I've been playing Brink for a little while. I've leveled up 2 characters to 20, reset their points, and experimented with different classes to see how they feel. Unfortunately, Brink is starting to become a little stale for me.
The thing that seems to be missing and making the game a little stale for me (with both AI and human teammates) is that for a game about teamwork there is no real communication, the essence of teamwork. Predefined objectives list ways to help your team and give an illusion of teamwork, but it isn't real communication because you don't really have a say in what other people do.
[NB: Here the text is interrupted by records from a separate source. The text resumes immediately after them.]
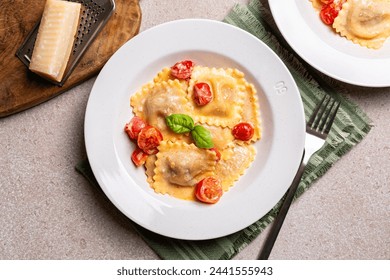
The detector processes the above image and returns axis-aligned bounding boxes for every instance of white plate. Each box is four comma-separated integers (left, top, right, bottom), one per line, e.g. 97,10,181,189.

85,19,305,240
268,0,390,87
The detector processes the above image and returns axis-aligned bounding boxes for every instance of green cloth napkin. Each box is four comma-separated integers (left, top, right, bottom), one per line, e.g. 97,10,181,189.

76,0,372,260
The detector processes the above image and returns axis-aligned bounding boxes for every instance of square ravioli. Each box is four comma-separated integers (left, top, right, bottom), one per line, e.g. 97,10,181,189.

130,79,192,142
310,0,390,49
333,0,390,49
215,144,256,191
152,140,218,200
188,66,246,128
152,67,189,91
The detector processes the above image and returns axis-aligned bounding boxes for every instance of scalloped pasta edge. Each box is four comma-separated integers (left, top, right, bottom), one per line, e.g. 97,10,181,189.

188,66,246,128
152,140,217,200
216,144,256,191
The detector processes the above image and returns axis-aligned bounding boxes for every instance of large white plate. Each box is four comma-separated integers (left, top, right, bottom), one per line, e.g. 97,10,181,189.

269,0,390,87
84,19,305,240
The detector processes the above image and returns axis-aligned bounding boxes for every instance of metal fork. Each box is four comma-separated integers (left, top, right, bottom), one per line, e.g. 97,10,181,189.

258,95,341,260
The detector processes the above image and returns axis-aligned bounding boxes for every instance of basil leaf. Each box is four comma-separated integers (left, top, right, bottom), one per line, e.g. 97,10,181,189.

165,114,194,134
191,125,214,148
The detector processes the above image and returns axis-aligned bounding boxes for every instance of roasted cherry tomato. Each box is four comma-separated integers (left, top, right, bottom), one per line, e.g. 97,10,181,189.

232,122,254,141
137,125,163,155
170,60,194,80
209,147,221,162
131,148,149,167
320,2,340,25
193,82,213,106
124,116,147,140
195,177,223,204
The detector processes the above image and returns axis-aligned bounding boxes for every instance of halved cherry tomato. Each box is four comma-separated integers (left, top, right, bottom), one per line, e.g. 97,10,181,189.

232,122,254,141
320,2,340,25
170,60,194,80
209,147,221,162
195,177,223,204
193,82,213,106
137,125,163,155
124,116,147,140
131,148,148,167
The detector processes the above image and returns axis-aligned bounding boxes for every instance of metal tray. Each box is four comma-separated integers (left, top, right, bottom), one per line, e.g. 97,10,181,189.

16,0,115,86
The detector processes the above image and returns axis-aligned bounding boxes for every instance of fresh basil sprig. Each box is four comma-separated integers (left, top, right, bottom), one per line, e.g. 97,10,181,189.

165,114,194,133
165,114,214,148
191,125,213,148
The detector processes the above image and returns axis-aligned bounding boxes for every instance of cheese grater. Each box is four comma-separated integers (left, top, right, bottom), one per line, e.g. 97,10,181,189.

16,0,115,86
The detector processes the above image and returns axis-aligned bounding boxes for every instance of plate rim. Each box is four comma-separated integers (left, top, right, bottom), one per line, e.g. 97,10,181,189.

268,0,390,87
84,19,306,240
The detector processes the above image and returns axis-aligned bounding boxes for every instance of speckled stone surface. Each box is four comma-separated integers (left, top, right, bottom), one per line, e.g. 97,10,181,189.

0,0,389,260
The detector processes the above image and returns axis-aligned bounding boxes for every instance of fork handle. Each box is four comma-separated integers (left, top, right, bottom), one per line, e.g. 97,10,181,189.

257,152,305,260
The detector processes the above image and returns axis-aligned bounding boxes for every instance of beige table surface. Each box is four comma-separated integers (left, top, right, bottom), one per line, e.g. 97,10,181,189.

1,0,389,260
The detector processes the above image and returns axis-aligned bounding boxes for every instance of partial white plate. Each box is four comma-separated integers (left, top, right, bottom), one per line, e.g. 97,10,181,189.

84,19,305,240
269,0,390,87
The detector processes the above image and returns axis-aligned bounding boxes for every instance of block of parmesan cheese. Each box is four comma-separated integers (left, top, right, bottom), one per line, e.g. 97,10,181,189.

29,0,81,83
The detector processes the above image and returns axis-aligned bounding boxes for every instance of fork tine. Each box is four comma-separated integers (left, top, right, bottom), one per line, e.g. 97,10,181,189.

307,95,328,127
310,96,340,134
309,95,340,135
314,96,332,130
322,100,340,134
307,95,332,128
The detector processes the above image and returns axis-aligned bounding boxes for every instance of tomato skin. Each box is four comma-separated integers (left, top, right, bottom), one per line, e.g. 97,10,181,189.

209,147,221,162
124,116,147,140
137,126,163,155
232,122,254,141
195,177,223,204
131,148,148,167
193,82,213,106
170,60,194,80
320,2,340,25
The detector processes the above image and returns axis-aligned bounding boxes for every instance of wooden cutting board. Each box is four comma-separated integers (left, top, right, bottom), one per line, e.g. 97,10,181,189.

0,0,141,117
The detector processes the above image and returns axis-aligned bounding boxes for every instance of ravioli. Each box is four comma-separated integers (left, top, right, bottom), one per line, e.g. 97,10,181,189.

310,0,390,49
240,82,261,142
130,80,192,141
333,0,390,49
202,124,235,151
310,0,324,10
215,144,256,191
152,140,217,200
153,67,188,91
127,61,262,202
188,66,245,128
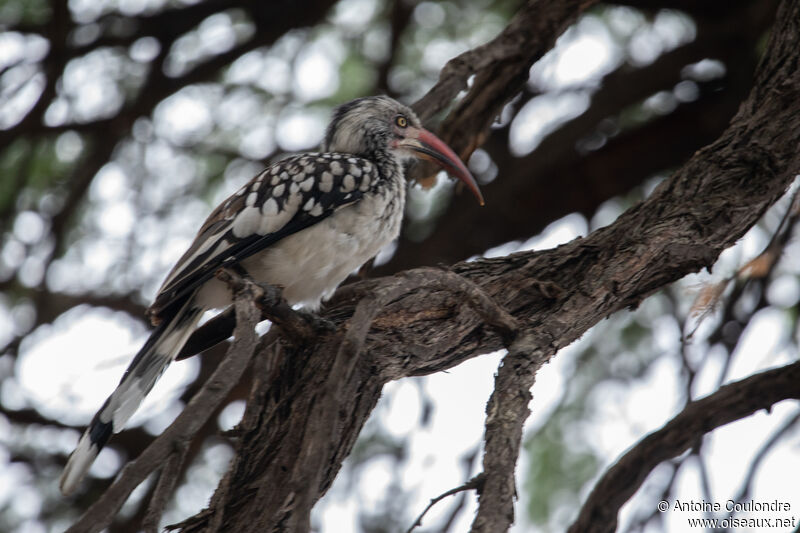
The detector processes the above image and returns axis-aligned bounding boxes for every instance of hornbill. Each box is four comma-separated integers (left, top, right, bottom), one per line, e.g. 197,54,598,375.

60,95,484,494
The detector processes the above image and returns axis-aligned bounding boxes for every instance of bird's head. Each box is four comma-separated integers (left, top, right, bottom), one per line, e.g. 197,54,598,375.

323,96,484,205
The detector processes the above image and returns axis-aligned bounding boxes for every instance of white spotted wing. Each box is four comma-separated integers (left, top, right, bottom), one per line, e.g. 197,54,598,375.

148,153,378,319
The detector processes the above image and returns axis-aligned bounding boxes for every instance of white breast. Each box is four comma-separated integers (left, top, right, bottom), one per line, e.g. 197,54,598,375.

196,186,405,311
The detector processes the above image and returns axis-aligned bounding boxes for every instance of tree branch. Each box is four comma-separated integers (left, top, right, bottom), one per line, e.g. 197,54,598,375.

141,439,189,533
412,0,598,123
406,473,486,533
567,360,800,533
470,333,549,532
409,0,600,194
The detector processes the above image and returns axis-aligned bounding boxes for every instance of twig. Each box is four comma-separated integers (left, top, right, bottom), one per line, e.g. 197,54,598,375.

687,185,800,340
568,360,800,533
406,474,486,533
694,450,715,519
142,440,189,532
437,448,482,533
731,409,800,504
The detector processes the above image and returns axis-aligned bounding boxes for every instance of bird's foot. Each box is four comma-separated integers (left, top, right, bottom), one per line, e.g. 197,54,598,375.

296,309,337,333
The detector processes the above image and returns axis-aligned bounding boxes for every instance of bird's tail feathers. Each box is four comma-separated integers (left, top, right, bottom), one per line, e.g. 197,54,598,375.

59,300,204,495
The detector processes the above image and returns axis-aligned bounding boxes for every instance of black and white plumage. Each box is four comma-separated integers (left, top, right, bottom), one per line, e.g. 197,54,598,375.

59,96,483,495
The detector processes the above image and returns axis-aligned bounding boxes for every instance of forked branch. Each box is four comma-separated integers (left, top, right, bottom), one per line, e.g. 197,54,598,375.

568,360,800,533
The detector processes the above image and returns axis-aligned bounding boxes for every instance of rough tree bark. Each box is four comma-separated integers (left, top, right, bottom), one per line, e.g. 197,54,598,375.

65,0,800,531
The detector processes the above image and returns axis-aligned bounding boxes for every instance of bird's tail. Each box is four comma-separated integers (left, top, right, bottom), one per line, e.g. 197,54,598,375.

59,298,204,495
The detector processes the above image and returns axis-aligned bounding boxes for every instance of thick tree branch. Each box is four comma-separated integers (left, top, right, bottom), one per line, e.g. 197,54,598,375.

567,360,800,533
171,0,800,529
409,0,599,192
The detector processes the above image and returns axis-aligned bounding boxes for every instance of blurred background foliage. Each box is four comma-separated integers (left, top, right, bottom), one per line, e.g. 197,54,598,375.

0,0,798,532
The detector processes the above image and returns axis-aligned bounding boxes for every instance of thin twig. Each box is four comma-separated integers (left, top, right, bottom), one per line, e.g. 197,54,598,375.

437,447,481,533
687,185,800,340
406,474,486,533
693,449,715,519
731,409,800,504
142,440,190,532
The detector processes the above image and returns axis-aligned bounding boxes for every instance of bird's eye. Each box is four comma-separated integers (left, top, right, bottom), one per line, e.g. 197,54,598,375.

395,115,408,128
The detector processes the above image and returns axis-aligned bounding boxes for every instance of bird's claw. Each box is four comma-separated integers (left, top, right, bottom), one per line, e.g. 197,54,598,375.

296,309,337,333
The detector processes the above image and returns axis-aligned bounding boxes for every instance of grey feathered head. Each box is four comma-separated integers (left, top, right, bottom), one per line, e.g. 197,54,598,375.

323,96,419,156
321,95,484,204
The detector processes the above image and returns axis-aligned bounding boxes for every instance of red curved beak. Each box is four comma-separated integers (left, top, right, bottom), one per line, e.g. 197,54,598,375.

400,127,485,206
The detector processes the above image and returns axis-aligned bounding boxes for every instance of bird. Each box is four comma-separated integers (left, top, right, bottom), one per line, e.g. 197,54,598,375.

59,95,484,495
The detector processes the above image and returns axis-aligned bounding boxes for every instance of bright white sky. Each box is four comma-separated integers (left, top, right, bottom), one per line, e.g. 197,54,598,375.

3,2,799,532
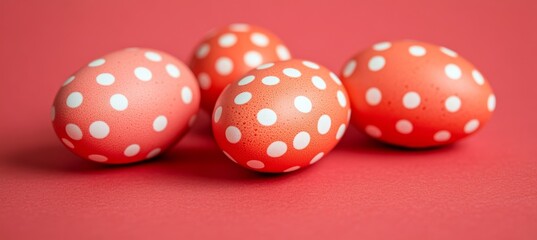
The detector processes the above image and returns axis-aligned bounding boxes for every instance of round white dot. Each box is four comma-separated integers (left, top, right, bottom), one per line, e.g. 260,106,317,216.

181,87,193,104
373,42,391,51
336,91,347,108
96,73,115,86
329,72,342,85
63,75,75,86
488,94,496,112
310,152,324,165
302,61,320,69
368,56,386,72
395,119,413,134
166,64,180,78
244,51,263,67
408,45,427,56
365,125,382,138
343,60,356,78
89,121,110,139
88,58,105,67
50,106,55,121
247,160,265,169
198,73,211,90
440,47,458,57
262,76,280,86
134,67,152,81
283,68,301,78
472,70,485,85
250,32,269,47
317,115,332,135
109,94,128,111
365,87,382,106
238,75,255,86
65,123,83,140
88,154,108,162
223,151,236,163
444,64,462,80
144,51,162,62
62,138,74,149
147,148,162,159
267,141,287,158
234,92,252,105
256,63,274,70
434,131,451,142
464,119,480,134
311,76,326,90
229,23,250,32
215,57,234,75
124,144,140,157
276,45,291,60
196,44,210,59
153,115,168,132
402,91,421,109
257,108,277,126
214,106,223,123
445,96,462,112
293,131,311,150
283,166,300,173
66,92,83,108
218,33,237,48
225,126,241,143
336,124,346,140
294,96,312,113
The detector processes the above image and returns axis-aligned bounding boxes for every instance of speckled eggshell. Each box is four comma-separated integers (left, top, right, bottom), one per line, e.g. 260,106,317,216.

212,59,351,173
190,23,292,112
340,40,496,148
51,48,200,164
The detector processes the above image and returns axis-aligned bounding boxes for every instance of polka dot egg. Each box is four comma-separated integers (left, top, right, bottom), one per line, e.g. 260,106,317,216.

190,23,291,112
212,59,350,173
340,40,495,148
52,48,200,164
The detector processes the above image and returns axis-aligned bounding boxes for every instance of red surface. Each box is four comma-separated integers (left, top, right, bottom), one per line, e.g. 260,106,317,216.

1,0,536,239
If you were really in battle, you would be communicating information and tactics to your teammates even if you aren't the leader. You should be able to tell: an Engineer where to place his landmine, someone to buff someone else, which areas to hold for a push, where immediate help is needed, who should do an objective, or someone to switch their class. What I'm talking about is player-created (ex: put your turret here) and player-assigned (ex: you escort the hostage, you capture a command post) objectives. Brink's Squad Commander isn't very helpful when he's yelling at you to capture a command post when you are seconds away from losing your main objective.
How would this work in practice? It'd be a section on the Objective Wheel called the Command Wheel that allows you to access squad commands.
It would be similar to Mass Effect 2's squad command. Your squad's AI in the game wasn't great, but you could least tell them what to do and they'd do it (see http://www.youtube.com/watch?v=9fxe9Q2BQnM#t=1m04s from 1:04 - 2:18). That control over your support proved crucial to the game experience. You could tell a teammate to go to a certain location by looking at it, hitting a button, and they would go there (see http://www.youtube.com/watch?v=o7ZMq-PZFwU#t=1m09s from 1:09 - 1:46), allowing you to coordinate all efforts not just the high-level ones. The same holds true for human teammates. "Go to the left side" doesn't quite work as well as a distance indicator on all your teammates screens that shows exactly where you're talking about.
The fine details of logistics are a separate question. For example, I think a human should be able to order an AI teammate to do something but only suggest a human teammate do something, but that is all up for debate and I won't pretend to know exactly how this would best work.
What do you think of this (admittedly rough) idea? How would you improve it?